Le gouvernement indien a ordonné à Apple et à d’autres fabricants de smartphones de préinstaller une application de sécurité appartenant à l’État sur tous les téléphones avant leur vente aux utilisateurs.
Pour aggraver les préoccupations en matière de confidentialité, l’exécutif exige également que cette application ne puisse pas être désinstallée par les utilisateurs.
D’après Reuters, même ceux qui possèdent déjà des iPhones ne seront pas épargnés : Apple et d’autres fabricants doivent également pousser l’application vers les téléphones existants via une mise à jour logicielle.

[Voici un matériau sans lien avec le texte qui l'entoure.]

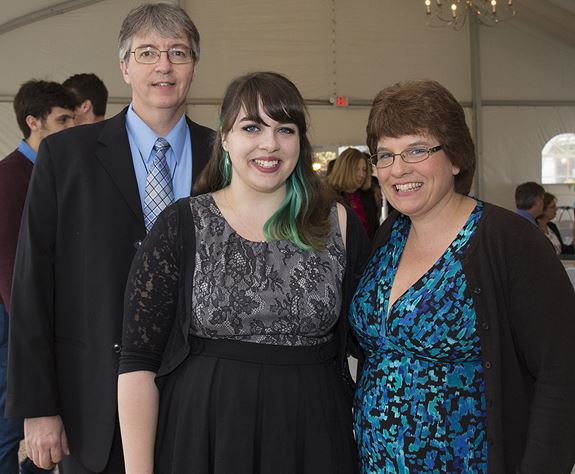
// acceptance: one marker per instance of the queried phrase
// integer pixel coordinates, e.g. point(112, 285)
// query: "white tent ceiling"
point(519, 76)
point(555, 18)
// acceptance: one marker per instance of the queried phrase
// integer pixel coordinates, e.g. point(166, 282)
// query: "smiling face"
point(416, 189)
point(263, 155)
point(160, 86)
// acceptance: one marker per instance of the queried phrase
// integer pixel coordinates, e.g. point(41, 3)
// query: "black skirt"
point(246, 408)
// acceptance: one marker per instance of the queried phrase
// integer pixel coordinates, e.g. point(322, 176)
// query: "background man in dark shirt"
point(92, 97)
point(41, 108)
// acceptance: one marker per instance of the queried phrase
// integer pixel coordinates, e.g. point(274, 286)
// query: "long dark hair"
point(303, 216)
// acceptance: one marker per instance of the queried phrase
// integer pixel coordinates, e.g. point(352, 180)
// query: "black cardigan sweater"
point(176, 225)
point(525, 307)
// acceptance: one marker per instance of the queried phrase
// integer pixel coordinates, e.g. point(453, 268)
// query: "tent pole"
point(476, 107)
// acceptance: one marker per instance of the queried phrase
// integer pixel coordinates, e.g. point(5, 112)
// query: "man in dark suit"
point(41, 108)
point(94, 193)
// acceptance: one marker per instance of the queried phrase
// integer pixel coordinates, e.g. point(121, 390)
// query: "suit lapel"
point(116, 157)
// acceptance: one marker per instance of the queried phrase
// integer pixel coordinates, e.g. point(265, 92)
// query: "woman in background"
point(549, 228)
point(350, 178)
point(236, 308)
point(464, 313)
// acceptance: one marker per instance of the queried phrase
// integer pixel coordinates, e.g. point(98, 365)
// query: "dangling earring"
point(227, 169)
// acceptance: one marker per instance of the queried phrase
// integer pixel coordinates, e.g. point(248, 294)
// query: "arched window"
point(558, 160)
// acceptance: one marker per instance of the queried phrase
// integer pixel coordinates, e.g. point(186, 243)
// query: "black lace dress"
point(261, 391)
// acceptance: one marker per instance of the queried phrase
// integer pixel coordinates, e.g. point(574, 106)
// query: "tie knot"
point(161, 145)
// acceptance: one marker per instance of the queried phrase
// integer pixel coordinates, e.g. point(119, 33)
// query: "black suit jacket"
point(81, 226)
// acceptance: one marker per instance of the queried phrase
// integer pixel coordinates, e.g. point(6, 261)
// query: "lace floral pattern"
point(264, 292)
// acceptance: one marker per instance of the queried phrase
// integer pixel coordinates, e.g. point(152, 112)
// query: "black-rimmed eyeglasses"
point(151, 55)
point(383, 159)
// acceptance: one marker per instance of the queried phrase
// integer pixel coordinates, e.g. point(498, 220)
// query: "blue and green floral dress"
point(420, 404)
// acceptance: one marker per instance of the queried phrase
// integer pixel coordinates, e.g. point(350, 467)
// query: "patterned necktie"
point(159, 191)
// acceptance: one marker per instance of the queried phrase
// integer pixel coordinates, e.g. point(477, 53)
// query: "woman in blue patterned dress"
point(464, 371)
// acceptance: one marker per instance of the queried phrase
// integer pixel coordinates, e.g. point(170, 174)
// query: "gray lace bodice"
point(265, 292)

Dans un ordre daté du 28 novembre, vu par Reuters, les grandes entreprises de smartphones ont 90 jours pour garantir que l’application Sanchar Saathi du gouvernement soit préinstallée sur les nouveaux mobiles, tout en précisant que les utilisateurs ne peuvent pas la désactiver.
Concernant les périphériques déjà dans la chaîne d’approvisionnement, les fabricants doivent également ausculter les téléphones via des mises à jour, selon une directive non divulguée et transmise à des entreprises sélectionnées par le ministère des Télécommunications.
Le gouvernement présente cela comme un moyen d’aider les utilisateurs à retrouver des téléphones perdus ou volés, mais cela permettra également à l’État de suivre tous les appareils, avec des implications évidentes pour la vie privée des utilisateurs.
Le India Express rapporte que cette initiative fait suite à une autre directive du DoT qui exige que les applications de messagerie chiffrée de bout en bout soient liées au numéro de série électronique unique de la SIM.
Actuellement, des services comme WhatsApp vérifient l’identité d’un utilisateur en envoyant un mot de passe à usage unique (OTP) à son numéro de mobile. Toutefois, pour se conformer à la directive du DoT, ces services devront commencer à accéder à l’IMSI de leurs cartes SIM, qui est un numéro unique identifiant chaque abonné mobile dans le monde.
Étant donné que les cartes SIM ne peuvent pas être achetées sans une pièce d’identité délivrée par le gouvernement, cela permettra à l’État de déterminer l’identité de tout utilisateur de WhatsApp.
Alors qu’Apple pourrait tenter de persuader le gouvernement d’adopter une politique moins extrême, comme proposer l’application aux utilisateurs lors de la configuration et en les incitant à l’installer, l’entreprise pourrait finalement être contrainte de se conformer à la loi. À cet égard, elle a déjà dû faire des concessions sur la vie privée des utilisateurs en Chine en stockant les données iCloud sur des serveurs appartenant à une entreprise liée au gouvernement chinois.
De même, Apple a dû supprimer des applications VPN et des applications d’information étrangères de son App Store chinois lorsque celui-ci le lui a demandé. En effet, la situation est délicate pour la firme californienne, alors que l’Inde est non seulement un marché en plein essor, mais aussi un centre de fabrication de plus en plus stratégique pour ses produits.